General information
- Type: Freeway
- Length: 2.0 km (1.2 mi)
- Gazetted: 20 September 1928
- Maintained by: Transport Canberra & City Services
- Former route number: ACT Tourist Drive 5

Major junctions
- East end: Capital Circle Capital Hill, Australian Capital Territory
- West end: Yarra Glen Deakin, Australian Capital Territory

Location(s)
- Major suburbs / towns: Deakin / Yarralumla, Canberra

Highway system
- Highways in Australia; National Highway • Freeways in Australia; Road infrastructure in Canberra;

= Adelaide Avenue =

Freeway in Canberra, Australia

Adelaide Avenue is a limited-access road in Canberra, Australian Capital Territory.

The road connects Yarralumla with the Parliament House area. Adelaide Avenue is a popular tourist route, since Parliament house, The Lodge, the residence of the Australian Prime Minister, and the Royal Australian Mint, can be seen from it. It continues as Yarra Glen to link to the district of Woden.

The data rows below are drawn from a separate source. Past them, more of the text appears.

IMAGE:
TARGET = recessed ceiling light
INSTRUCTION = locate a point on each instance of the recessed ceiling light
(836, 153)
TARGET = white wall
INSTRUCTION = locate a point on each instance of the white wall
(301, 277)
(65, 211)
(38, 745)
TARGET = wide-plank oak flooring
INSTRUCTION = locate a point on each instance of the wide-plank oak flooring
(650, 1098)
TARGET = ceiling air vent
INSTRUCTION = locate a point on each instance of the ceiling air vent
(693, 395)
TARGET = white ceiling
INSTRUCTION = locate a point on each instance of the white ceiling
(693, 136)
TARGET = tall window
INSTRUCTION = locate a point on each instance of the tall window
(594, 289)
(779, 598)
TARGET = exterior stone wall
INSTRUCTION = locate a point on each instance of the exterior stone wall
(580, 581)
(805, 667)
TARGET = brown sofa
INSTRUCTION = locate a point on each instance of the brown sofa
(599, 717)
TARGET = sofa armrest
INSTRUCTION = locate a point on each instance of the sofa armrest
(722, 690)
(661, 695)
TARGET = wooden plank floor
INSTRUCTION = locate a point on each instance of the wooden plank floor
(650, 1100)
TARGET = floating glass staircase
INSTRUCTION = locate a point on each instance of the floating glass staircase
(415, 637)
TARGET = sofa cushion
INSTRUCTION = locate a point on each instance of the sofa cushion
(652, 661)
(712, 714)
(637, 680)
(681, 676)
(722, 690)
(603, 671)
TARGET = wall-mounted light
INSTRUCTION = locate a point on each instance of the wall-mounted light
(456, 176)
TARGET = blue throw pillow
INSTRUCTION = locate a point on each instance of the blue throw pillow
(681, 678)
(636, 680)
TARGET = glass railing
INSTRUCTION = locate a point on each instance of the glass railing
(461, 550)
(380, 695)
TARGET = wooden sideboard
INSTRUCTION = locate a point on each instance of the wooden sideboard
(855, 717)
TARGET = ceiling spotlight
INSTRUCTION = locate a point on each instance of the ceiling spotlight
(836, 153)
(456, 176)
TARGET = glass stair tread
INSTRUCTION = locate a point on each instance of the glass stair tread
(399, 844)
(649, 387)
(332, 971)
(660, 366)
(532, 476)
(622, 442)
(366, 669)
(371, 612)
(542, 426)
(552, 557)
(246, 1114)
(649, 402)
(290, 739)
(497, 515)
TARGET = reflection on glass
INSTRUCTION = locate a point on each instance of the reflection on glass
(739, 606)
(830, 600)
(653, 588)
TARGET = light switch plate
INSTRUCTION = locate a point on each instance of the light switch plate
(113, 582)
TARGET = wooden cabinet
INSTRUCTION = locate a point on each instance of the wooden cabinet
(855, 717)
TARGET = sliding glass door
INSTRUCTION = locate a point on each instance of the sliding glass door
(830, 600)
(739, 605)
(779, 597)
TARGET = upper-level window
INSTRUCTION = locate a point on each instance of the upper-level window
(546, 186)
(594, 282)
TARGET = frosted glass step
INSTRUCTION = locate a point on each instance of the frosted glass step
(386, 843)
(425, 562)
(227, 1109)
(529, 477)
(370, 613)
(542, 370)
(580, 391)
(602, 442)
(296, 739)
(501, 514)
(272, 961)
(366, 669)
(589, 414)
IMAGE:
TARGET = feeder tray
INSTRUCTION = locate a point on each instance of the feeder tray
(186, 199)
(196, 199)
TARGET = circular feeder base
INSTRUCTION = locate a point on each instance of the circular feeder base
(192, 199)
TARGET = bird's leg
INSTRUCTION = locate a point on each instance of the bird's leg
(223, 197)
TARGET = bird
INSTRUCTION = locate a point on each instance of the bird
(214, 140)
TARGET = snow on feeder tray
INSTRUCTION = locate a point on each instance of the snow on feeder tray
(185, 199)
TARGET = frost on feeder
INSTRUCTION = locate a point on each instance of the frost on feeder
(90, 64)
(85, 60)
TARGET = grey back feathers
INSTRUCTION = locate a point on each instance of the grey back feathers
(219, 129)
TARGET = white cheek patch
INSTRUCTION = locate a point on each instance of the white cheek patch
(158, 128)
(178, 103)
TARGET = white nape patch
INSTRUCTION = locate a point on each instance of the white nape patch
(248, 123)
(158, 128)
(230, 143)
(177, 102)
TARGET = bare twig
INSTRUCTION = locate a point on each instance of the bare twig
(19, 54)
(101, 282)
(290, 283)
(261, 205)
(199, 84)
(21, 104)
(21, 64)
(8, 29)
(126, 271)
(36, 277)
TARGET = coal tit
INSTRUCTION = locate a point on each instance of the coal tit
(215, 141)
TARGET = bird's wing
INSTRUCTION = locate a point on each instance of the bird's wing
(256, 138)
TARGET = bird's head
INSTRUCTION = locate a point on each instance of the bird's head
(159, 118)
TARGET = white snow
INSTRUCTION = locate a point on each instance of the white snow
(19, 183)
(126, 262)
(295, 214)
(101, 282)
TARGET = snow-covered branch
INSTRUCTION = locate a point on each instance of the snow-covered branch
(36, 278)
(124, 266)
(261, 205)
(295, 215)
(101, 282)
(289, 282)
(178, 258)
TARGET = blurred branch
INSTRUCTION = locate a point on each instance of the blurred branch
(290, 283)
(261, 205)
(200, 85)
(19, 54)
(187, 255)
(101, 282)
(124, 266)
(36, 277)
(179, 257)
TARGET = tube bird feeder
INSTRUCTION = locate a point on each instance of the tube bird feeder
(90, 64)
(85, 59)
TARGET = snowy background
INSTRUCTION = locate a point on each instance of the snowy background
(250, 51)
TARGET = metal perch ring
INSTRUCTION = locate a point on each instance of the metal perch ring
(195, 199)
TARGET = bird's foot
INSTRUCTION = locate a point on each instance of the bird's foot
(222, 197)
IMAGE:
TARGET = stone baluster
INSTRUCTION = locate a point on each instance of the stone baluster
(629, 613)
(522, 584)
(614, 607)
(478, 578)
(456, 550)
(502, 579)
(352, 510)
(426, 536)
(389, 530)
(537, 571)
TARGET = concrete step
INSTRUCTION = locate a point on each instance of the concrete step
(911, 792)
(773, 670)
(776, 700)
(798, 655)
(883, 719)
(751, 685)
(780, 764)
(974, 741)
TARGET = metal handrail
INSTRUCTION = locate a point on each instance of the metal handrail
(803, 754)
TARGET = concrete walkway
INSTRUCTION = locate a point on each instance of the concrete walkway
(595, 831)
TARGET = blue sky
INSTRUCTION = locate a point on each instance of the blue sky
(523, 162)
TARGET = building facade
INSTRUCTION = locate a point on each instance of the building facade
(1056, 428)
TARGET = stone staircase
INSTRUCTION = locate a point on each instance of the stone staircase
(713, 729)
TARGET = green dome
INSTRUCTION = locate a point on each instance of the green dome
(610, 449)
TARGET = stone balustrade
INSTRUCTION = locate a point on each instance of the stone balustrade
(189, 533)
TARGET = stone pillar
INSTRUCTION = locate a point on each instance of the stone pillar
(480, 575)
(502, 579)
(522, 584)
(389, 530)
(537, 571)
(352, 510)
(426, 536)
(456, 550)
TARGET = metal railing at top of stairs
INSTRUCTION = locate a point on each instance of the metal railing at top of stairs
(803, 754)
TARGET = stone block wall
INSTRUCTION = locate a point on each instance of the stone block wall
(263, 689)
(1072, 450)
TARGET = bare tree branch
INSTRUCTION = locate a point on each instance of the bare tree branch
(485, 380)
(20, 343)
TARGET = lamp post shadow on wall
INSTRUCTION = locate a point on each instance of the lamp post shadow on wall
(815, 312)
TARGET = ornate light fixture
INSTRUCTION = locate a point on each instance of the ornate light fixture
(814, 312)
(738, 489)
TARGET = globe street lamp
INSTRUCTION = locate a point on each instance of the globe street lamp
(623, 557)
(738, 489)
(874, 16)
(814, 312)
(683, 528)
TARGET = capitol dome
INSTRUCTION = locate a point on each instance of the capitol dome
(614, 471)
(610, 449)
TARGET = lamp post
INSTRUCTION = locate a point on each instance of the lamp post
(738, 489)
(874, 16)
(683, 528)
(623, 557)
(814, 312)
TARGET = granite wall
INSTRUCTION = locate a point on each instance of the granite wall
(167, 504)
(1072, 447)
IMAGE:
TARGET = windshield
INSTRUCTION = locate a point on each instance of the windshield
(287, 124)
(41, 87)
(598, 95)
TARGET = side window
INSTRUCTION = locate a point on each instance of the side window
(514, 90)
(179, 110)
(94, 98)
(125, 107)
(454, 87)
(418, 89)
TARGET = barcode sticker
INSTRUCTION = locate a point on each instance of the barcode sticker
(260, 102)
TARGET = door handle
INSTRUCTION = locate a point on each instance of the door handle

The far right lane was used as a bus lane until December 2006, but due to the Gungahlin Drive Extension it was changed to a T2 transit lane. The T2 lane was reverted to a bus lane on 14 November 2011 after the completion of the Gungahlin Drive Extension. However a week after the lane was turned back to a bus lane the ACT Liberals and the ACT Greens overturned the decision, resulting in the lane changing to a T2 lane despite the wishes of the Labor party and the Transport Workers Union.